Para estudiar la relación entre sexualidad y política tenemos, nos guste o no, que recurrir al legado de los analistas clásicos quienes, de una manera u otra, trataron de buscar los vínculos entre el universo interno y los espacios externos de cada ser
1. Aunque uno quisiera pensar que entre sexo y política no hay ninguna relación, la historia, sobre todo la historia moderna, se empeña en demostrar lo contrario.
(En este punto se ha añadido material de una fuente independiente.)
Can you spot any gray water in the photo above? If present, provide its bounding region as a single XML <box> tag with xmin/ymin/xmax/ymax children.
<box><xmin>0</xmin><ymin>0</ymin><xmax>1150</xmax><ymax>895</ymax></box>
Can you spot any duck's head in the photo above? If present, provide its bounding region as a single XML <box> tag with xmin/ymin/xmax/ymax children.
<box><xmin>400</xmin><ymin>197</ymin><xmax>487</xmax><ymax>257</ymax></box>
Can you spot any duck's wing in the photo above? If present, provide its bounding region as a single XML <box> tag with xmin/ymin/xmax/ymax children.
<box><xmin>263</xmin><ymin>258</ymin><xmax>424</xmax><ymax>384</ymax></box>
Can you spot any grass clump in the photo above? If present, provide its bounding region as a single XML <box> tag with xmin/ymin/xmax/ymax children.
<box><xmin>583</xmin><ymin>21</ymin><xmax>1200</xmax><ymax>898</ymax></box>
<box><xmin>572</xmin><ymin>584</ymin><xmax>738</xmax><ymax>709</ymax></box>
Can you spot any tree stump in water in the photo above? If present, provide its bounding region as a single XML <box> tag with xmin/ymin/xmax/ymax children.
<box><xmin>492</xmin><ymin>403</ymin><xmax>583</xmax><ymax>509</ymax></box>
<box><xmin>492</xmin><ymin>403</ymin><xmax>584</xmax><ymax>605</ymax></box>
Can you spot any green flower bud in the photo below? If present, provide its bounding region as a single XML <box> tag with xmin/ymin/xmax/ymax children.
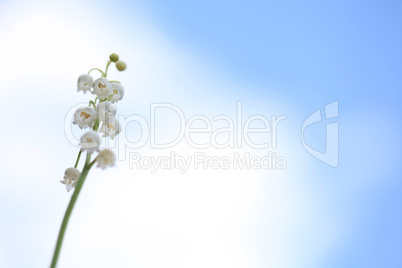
<box><xmin>109</xmin><ymin>53</ymin><xmax>119</xmax><ymax>62</ymax></box>
<box><xmin>116</xmin><ymin>61</ymin><xmax>127</xmax><ymax>71</ymax></box>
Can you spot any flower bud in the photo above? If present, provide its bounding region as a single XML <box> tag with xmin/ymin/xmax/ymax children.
<box><xmin>116</xmin><ymin>61</ymin><xmax>127</xmax><ymax>71</ymax></box>
<box><xmin>60</xmin><ymin>168</ymin><xmax>81</xmax><ymax>192</ymax></box>
<box><xmin>96</xmin><ymin>149</ymin><xmax>116</xmax><ymax>169</ymax></box>
<box><xmin>109</xmin><ymin>53</ymin><xmax>119</xmax><ymax>62</ymax></box>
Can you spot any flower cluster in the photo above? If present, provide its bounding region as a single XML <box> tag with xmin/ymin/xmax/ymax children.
<box><xmin>61</xmin><ymin>53</ymin><xmax>126</xmax><ymax>191</ymax></box>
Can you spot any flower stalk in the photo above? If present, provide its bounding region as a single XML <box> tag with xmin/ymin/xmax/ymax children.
<box><xmin>50</xmin><ymin>53</ymin><xmax>125</xmax><ymax>268</ymax></box>
<box><xmin>50</xmin><ymin>151</ymin><xmax>93</xmax><ymax>268</ymax></box>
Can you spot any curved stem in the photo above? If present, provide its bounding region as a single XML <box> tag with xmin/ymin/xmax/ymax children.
<box><xmin>50</xmin><ymin>154</ymin><xmax>92</xmax><ymax>268</ymax></box>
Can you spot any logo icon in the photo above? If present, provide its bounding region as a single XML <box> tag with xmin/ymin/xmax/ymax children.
<box><xmin>301</xmin><ymin>101</ymin><xmax>339</xmax><ymax>167</ymax></box>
Por cierto, estoy escribiendo a propósito del caso Strauss–Kahn, pero no escribiré sobre ese caso. La maquinaria periodística global ha escrito en un sólo día miles y miles de líneas y escribir una más ya sería demasiado. Pero si escribiré acerca de esa relación tortuosa que se da entre sexo y política, relación que parece ser definitivamente innegable hasta el punto que estoy por convencerme de que no se trata de una relación sino de dos ramas de un mismo árbol. Ese árbol es por supuesto el ser humano. Eso significa que menos que una hipótesis, tengo la sospecha de que el humano anda buscando en el sexo y en la política si no lo mismo, algo parecido, hasta el punto que a veces lo uno se confunde con lo otro. Quiero decir que lo que ciertas personas buscan en el sexo, lo quieren encontrar en la política, o viceversa. ¿Qué es lo que buscan? Para no andar con rodeos lo voy a decir de una vez por todas: el poder.
Que el ser humano busca el poder en la política es algo que nos han dicho todos los filósofos políticos desde Hobbes, pasando por Schmitt y Weber, hasta llegar a Arendt y parece que en ese punto la discusión ya se agotó. Lo que no parece tan obvio es que el sexo, o su señora, la sexualidad, puedan ser parte de los lugares del poder.
No obstante el Freud joven –es decir, el Freud esencialista- nos habría dicho todo lo contrario, a saber, que la política es un campo de sublimación de la búsqueda de un poder cuyo origen es sexual. Lacan a su vez nos habría dicho, de acuerdo con el Freud viejo -es decir, el anti-esencialista- que el ser humano busca en el sexo y en la política objetos sustitutivos de lo que no sabe que busca; algo que está –en las palabras del Freud ya maduro- “Más allá del Principio del Placer”. Ese “más allá” es, como se sabe, el objeto del deseo según Lacan.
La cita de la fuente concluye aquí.